Can't get the user transcription in realtime api

Hi everyone, I am implementing the OpenAI Realtime API and have configured the session to include audio transcription using the following configuration:

input_audio_transcription: {
    model: “whisper-1”
}

However, the audio input provided by the user does not generate a transcript. Instead, the transcript field always returns null. Below is the response received from the API:

{
  "type": "conversation.item.created",
  "event_id": "event_AkR2BLE7l9oMUumIva3Ku",
  "previous_item_id": null,
  "item": {
    "id": "item_AkR29UqpepukIR4ioIUYO",
    "object": "realtime.item",
    "type": "message",
    "status": "completed",
    "role": "user",
    "content": [
      {
        "type": "input_audio",
        "transcript": null
      }
    ]
  }
}

so how can I get the user transcript from the Realtime API?

Can someone please help?

1 Like

Have you solved this yet?

You need to add it to your session.update to retrieve. By default, it isn’t included.

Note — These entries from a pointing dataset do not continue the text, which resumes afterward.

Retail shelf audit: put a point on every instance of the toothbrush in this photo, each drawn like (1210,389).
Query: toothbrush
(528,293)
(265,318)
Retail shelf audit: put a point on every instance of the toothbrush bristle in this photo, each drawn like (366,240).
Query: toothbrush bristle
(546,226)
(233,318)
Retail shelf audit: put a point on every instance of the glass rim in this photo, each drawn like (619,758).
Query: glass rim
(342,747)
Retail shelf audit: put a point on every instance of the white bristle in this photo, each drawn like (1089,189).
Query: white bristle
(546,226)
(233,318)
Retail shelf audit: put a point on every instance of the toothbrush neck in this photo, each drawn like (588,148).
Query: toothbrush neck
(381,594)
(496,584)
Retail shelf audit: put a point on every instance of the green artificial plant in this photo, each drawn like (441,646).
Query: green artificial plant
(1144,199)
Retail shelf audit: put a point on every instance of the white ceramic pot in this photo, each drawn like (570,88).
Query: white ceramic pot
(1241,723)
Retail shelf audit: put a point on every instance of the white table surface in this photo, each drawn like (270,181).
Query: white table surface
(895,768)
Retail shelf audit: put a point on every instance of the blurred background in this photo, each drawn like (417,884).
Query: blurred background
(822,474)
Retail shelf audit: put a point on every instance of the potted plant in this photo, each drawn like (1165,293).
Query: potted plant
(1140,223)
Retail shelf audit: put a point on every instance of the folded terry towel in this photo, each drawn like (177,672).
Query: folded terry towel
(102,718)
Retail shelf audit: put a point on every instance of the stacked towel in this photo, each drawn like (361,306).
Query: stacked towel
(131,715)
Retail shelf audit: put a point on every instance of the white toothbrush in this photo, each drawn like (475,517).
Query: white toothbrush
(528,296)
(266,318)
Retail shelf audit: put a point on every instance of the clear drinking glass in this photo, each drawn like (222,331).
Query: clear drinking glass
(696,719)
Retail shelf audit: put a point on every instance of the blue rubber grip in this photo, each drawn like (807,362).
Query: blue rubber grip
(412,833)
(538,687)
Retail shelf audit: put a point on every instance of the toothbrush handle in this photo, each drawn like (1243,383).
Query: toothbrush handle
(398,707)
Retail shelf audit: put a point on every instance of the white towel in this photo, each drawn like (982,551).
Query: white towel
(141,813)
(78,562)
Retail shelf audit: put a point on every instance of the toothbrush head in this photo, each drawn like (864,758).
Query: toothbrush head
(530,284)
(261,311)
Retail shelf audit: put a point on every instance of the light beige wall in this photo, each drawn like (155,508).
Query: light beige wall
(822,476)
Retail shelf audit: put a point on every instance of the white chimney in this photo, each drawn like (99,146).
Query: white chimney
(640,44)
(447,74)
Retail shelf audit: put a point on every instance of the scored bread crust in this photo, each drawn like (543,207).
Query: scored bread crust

Here’s an example:

/*****************************************

  • CONFIGURE DATA FOR DATA CHANNEL   *
    

*****************************************/
function configureData() {
const event = {
type: ‘session.update’,
session: {
modalities: [‘text’, ‘audio’],
tools: [
{ type: ‘function’, name: ‘functionOne’, description: ‘Function one description’ },
{ type: ‘function’, name: ‘functionTwo’, description: ‘Function two description’ },
{ type: ‘function’, name: ‘functionThree’, description: ‘Function three description’ },
{
type: ‘function’,
name: ‘functionFour’,
description: ‘Function four description’,
},
{
type: ‘function’,
name: ‘functionFive’,
description: ‘Handles text from AI response’,
},
],
input_audio_transcription: {
model: ‘whisper-1’,
},
},
};

if (dataChannel && dataChannel.readyState === 'open') {
  dataChannel.send(JSON.stringify(event));
  console.log('Session update sent.');
}

}

**NOTE: You don’t need the functions however, this shows how you would include them

Also, you need to pull the Assistant and User audio/text from the logs and display them in your UI if you want them visually logged for the user.